Once the initial processing and QC have been completed and approved, the data can be copied to its final location using the archive command.

Note

In this context the “archive” location is where the data should be stored and accessed by bioinformaticians for subsequent analyses.

Archiving is a two stage process:

  1. The default command:

    auto_process.py archive
    

    copies the final data (a subset of the data in the working directory) to a “staging” directory in the archive location. Multiple invocations synchronise the staging directory with the current state of the working directory.

  2. The command:

    auto_process.py archive --final
    

    updates the staging area and copies the data to the final location; it also performs actions such as setting the group and permissions on the final data.

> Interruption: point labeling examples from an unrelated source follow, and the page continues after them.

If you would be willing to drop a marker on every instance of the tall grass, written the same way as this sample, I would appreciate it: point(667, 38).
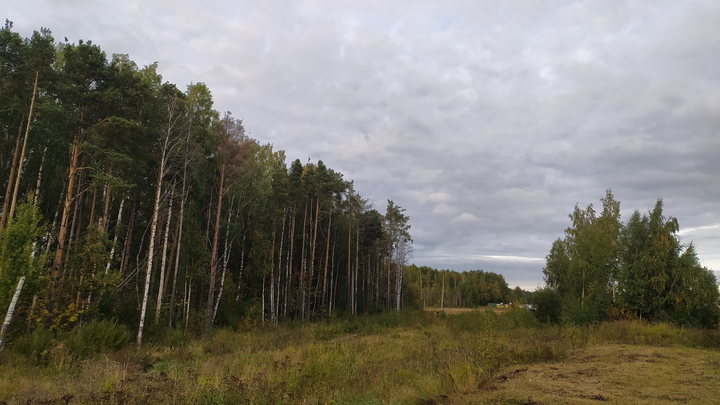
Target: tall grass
point(406, 357)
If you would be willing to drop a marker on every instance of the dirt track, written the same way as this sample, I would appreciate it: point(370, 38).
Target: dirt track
point(621, 374)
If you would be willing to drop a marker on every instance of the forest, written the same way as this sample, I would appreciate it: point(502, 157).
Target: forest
point(604, 269)
point(125, 198)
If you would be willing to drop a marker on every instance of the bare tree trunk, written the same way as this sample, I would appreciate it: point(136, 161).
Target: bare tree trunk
point(57, 266)
point(226, 257)
point(313, 244)
point(213, 254)
point(327, 260)
point(11, 310)
point(289, 272)
point(280, 266)
point(442, 296)
point(116, 237)
point(181, 217)
point(124, 260)
point(357, 268)
point(163, 261)
point(24, 148)
point(39, 180)
point(151, 247)
point(11, 178)
point(242, 266)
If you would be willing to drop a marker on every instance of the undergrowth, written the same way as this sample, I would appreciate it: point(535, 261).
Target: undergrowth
point(406, 357)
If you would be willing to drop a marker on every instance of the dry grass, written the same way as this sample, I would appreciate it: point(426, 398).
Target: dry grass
point(620, 374)
point(411, 358)
point(455, 311)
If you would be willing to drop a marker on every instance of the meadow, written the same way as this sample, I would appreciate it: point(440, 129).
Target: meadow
point(410, 357)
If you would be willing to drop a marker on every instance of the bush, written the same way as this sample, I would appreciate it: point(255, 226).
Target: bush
point(548, 305)
point(96, 337)
point(35, 347)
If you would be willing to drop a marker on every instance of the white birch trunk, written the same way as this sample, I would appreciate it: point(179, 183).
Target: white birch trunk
point(11, 310)
point(163, 261)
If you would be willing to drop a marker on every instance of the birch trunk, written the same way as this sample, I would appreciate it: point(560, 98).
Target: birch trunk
point(151, 247)
point(24, 148)
point(163, 261)
point(213, 254)
point(11, 310)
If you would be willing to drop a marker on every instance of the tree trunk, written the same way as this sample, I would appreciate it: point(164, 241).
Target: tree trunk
point(39, 180)
point(327, 260)
point(151, 247)
point(117, 235)
point(178, 244)
point(163, 262)
point(11, 310)
point(24, 148)
point(213, 254)
point(226, 257)
point(11, 178)
point(57, 266)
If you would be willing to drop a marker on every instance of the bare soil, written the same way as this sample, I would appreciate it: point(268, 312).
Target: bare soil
point(617, 374)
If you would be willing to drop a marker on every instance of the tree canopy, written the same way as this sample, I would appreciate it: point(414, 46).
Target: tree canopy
point(606, 269)
point(147, 206)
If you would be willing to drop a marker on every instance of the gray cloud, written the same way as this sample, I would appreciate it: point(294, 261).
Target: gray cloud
point(486, 120)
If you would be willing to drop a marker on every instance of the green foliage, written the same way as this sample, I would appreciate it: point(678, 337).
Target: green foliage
point(547, 305)
point(605, 270)
point(96, 337)
point(19, 253)
point(35, 347)
point(470, 289)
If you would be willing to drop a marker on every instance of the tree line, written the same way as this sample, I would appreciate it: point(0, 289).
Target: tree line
point(127, 198)
point(429, 287)
point(606, 269)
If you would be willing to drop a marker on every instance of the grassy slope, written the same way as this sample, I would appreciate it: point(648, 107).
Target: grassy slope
point(414, 357)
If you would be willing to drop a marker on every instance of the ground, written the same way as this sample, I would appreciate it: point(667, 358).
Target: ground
point(622, 374)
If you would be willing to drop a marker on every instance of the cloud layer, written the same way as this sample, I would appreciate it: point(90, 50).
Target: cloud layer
point(486, 120)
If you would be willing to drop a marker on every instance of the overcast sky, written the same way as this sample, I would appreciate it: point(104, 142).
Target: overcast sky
point(487, 120)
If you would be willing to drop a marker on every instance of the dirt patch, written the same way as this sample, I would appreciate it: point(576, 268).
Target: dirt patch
point(619, 374)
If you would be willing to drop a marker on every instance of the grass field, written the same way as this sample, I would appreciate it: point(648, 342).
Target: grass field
point(473, 357)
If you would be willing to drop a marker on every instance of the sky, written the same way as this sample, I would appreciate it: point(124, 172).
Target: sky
point(488, 121)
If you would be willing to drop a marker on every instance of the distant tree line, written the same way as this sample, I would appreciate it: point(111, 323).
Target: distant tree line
point(428, 287)
point(606, 269)
point(125, 198)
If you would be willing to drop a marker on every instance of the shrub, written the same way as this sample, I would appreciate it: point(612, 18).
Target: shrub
point(96, 337)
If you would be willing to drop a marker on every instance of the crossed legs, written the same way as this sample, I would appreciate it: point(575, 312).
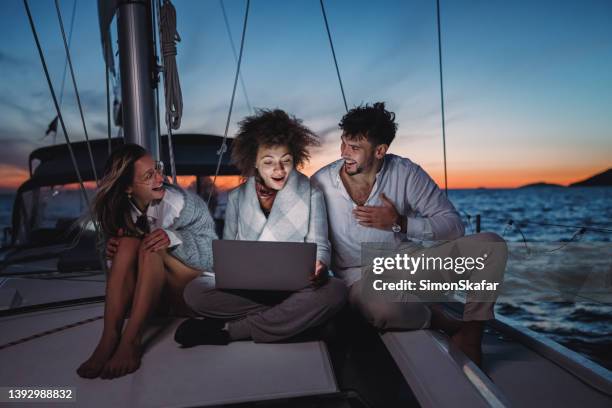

    Once --final has been used subsequent archive commands cannot be used.

The staging directory name is the name of the analysis directory with a double underscore prepended and with the suffix .pending; for example:

__180817_M00123_0001_000000000-BV1X2_analysis.pending

The final directory has the same name as the analysis directory.

By default archive inserts two additional directory levels to the final destination, to create a YEAR/PLATFORM hierarchary. For example, if the archive location was /mnt/archive/ then the full path to the staging directory would look like

/mnt/archive/2018/miseq/__180817_M00123_0001_000000000-BV1X2_analysis.pending

and the final location would be

/mnt/archive/2018/miseq/180817_M00123_0001_000000000-BV1X2_analysis

Archiving failed runs

By default it is not possible to archive an analysis directory which doesn’t have any project directories.

However in some cases it might be desirable to archive an incomplete analysis directory, for example if the original run had failed.

In this case the --force option of the archive command can be used to force archiving of the analysis directory, provided that a bcl2fastq output subdirectory (or similar) also exists.